Subsiege é um RTS subaquático que não funciona em tantos elementos que fui adiando esta análise durante meses e meses. Um grande negativo para mim é que o jogo não tem uma campanha para um jogador, com foco principalmente em uma experiência multiplayer. Isto poderia não ser um problema gigante se a comunidade fosse grande o suficiente para poder entrar em qualquer altura do dia e ter uma lista de oponentes à espera. As poucas vezes que eu entrei no jogo para jogar online, não havia jogadores no lobby. Não estou a falar de não existirem jogadores suficientes para o jogo arrancar rapidamente ou algo do género. Estou a falar em não existir ninguém. Um deserto completo num jogo aquático.

Outra questão é que, em seu estado atual, ele possui apenas 10 unidades diferentes disponíveis para atacar ou defender a base. Essas unidades são as mesmas para cada jogador e facção. Tradicionalmente, os jogos RTS têm modelos de unidades diferentes para cada facção com habilidades semelhantes, mas diferentes. Em Subsiege, não existem tais facções. Isso não é necessariamente mau, porque torna o jogo mais equilibrado, mas acabará por diminuir o nível de interesse de muitos jogadores.


O ambiente do jogo é subaquático e o oxigénio é uma mercadoria a ser valorizada. Além de o jogador encontrar recursos como cristais e gás para ajudá-lo a construir sua base e novas unidades ofensivas, ele também precisa reabastecer seu fornecimento de oxigénio que diminui com o tempo. Este é uma mecânica de jogos que nunca vi em nenhum outro RTS. Normalmente neste género temos de reunir recursos para construir algo ou por vezes manter as nossas unidades, mas desta forma penso que é uma estreia.

Os poucos positivos no jogo são a sua interface e menus. O jogo acompanha as vitórias do jogador, e a classificão de acordo com todos os outros jogadores do mundo. Além disso, o tutorial é bem pensado e fácil de seguir. Mas ficamos-nos por aí. A originalidade fica-se pelo setting e a execução pela superfície e mesmo assim fica sempre no terreno do mediano.
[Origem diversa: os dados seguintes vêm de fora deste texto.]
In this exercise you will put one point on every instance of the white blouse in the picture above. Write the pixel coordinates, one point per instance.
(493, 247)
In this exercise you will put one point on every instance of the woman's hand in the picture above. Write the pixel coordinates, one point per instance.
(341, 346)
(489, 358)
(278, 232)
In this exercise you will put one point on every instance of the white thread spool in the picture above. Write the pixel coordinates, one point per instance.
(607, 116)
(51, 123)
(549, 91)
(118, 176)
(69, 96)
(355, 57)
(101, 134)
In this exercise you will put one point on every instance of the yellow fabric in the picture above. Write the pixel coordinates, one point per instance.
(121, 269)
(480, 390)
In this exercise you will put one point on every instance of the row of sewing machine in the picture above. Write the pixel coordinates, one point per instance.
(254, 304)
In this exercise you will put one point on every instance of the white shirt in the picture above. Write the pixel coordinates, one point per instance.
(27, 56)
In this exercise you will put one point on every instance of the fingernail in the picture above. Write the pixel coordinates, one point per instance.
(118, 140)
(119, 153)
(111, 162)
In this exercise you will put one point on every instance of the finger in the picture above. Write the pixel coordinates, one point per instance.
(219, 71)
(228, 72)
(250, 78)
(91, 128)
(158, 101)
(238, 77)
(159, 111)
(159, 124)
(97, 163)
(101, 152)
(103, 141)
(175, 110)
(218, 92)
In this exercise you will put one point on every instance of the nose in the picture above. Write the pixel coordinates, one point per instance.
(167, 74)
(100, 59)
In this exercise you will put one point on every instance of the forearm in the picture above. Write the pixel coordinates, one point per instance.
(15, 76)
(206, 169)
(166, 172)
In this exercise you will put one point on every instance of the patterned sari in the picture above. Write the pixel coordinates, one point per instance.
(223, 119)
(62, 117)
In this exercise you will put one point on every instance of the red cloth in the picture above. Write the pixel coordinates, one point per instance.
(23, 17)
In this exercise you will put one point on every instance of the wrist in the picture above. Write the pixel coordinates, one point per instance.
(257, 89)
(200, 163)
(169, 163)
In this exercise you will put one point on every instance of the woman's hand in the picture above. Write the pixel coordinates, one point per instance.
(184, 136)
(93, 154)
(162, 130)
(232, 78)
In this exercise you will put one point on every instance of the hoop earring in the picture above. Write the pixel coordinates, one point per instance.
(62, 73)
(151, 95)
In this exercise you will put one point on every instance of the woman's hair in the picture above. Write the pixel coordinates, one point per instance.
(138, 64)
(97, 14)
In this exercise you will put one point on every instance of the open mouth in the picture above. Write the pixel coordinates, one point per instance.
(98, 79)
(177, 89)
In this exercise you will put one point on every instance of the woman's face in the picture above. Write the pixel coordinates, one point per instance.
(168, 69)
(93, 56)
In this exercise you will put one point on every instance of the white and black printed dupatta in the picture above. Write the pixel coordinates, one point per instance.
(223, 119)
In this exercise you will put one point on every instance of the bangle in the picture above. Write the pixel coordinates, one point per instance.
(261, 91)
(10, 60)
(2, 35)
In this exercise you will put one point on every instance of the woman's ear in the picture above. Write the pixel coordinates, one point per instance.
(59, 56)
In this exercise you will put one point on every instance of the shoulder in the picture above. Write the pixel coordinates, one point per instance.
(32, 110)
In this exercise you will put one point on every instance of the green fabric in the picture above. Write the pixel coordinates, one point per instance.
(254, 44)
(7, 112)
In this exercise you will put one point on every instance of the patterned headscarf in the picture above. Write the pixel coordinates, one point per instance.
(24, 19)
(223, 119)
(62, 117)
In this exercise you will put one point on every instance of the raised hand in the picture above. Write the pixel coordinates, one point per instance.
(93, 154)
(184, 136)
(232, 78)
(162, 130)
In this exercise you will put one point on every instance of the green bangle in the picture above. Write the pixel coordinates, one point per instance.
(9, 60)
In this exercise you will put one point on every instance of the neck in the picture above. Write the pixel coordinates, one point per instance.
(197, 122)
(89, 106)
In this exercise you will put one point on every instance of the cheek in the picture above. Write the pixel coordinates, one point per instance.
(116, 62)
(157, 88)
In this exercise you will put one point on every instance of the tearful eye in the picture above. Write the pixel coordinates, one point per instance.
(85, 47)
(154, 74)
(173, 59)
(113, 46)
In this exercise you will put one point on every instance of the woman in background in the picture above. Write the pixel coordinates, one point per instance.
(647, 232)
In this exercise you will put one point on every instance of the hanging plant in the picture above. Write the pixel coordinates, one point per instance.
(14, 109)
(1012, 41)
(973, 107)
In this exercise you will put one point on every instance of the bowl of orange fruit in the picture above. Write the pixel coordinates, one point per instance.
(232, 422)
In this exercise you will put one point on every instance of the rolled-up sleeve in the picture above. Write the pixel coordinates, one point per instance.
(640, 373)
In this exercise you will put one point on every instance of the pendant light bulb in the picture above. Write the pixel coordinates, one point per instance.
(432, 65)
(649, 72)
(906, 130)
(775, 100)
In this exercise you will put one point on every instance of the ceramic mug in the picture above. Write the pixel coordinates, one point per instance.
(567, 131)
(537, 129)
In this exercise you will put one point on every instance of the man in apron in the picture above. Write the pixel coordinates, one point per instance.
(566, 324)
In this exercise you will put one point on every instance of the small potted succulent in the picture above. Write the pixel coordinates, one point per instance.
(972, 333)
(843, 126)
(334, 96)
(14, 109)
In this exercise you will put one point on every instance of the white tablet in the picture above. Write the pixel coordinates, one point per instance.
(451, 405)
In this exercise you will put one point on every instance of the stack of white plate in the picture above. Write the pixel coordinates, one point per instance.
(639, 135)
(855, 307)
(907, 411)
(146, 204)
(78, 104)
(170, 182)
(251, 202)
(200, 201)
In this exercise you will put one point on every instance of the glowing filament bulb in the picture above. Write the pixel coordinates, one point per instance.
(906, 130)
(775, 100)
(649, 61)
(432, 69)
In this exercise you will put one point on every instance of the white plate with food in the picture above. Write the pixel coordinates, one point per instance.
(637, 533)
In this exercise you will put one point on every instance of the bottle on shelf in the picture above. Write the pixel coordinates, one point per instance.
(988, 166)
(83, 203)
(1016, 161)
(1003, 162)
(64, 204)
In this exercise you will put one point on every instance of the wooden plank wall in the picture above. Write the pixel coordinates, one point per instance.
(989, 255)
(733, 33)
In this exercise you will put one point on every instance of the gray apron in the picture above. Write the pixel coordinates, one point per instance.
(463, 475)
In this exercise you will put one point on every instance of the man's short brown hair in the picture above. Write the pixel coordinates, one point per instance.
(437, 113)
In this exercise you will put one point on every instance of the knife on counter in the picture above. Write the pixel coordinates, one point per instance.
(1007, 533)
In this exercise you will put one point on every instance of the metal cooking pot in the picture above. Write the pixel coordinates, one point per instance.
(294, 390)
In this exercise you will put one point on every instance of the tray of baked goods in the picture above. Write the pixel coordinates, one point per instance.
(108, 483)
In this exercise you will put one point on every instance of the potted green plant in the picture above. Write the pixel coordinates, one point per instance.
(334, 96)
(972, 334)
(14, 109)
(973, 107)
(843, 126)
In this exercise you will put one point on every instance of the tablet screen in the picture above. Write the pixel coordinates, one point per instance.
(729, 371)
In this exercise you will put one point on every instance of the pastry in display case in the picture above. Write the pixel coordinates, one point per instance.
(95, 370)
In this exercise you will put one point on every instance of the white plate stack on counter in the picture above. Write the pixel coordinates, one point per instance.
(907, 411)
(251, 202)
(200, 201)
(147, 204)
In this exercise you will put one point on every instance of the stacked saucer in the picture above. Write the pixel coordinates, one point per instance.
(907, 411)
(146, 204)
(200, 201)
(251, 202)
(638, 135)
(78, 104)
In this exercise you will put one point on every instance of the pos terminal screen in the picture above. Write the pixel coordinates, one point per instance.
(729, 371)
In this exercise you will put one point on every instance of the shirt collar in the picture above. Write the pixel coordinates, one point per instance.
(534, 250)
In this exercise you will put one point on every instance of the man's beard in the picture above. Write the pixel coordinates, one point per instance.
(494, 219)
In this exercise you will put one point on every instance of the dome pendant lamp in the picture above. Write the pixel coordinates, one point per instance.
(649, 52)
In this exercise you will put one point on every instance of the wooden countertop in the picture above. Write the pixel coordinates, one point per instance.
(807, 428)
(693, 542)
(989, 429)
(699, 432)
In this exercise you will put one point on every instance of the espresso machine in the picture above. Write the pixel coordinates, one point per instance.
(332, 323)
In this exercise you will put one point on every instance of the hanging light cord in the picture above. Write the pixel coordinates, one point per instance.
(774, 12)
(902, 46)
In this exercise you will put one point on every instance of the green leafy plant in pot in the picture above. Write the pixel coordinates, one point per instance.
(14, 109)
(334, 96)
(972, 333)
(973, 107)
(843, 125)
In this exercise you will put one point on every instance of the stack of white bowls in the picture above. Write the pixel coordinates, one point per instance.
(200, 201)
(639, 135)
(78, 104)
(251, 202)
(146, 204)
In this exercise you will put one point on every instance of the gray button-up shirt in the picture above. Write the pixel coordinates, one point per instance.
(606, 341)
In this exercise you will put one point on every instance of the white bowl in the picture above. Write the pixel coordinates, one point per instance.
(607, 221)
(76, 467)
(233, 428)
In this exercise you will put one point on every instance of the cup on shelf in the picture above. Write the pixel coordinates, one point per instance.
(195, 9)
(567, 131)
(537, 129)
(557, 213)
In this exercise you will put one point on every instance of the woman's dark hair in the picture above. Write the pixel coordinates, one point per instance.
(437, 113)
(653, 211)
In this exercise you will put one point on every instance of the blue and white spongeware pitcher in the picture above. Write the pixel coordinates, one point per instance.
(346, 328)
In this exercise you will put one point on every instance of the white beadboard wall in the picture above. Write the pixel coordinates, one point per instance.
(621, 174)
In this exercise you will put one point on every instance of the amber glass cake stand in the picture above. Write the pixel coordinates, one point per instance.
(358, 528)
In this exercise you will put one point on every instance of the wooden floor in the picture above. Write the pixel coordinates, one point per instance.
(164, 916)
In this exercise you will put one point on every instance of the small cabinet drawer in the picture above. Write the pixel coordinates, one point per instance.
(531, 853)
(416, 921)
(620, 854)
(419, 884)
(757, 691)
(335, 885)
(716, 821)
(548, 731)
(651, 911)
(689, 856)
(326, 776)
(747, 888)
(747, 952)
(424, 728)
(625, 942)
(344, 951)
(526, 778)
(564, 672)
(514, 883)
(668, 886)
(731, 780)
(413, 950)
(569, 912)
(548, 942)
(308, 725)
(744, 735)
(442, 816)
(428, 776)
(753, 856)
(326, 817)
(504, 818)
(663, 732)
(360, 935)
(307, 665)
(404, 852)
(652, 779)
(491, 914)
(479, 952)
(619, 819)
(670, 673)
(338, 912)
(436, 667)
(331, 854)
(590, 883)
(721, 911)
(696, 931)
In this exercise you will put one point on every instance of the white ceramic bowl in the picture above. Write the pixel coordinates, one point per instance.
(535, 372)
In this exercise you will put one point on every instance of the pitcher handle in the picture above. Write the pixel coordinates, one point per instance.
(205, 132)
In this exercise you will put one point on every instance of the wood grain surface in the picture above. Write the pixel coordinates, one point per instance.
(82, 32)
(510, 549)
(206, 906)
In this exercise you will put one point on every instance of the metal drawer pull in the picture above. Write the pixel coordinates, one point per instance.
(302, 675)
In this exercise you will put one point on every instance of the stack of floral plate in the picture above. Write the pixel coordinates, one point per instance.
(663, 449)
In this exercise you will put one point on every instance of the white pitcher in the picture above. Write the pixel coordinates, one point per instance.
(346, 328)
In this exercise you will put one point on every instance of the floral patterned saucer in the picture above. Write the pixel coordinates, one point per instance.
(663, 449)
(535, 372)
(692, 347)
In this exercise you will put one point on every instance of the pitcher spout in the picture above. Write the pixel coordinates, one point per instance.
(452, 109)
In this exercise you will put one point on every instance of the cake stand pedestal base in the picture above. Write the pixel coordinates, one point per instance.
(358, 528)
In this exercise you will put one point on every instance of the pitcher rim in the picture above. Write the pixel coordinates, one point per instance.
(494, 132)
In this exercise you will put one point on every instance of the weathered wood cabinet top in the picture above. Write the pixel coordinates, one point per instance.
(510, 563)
A jogabilidade é simples mas sem profundidade, os gráficos são medianos e por cada ideia que funciona existem umas dezenas que não passavam em qualquer tipo de teste de qualidade que a equipa devia ter feito.

E depois temos o preço. Neste momento os jogadores têm que pagar 27.99€ por um tutorial, pois não existe modo online a não ser que arranjem um grupo com quem jogar. Sei que dificilmente essa é a razão para o jogo não ter jogadores, mas se calhar vender o jogo a 9.99€ enquanto estivesse em acesso antecipado não era má ideia.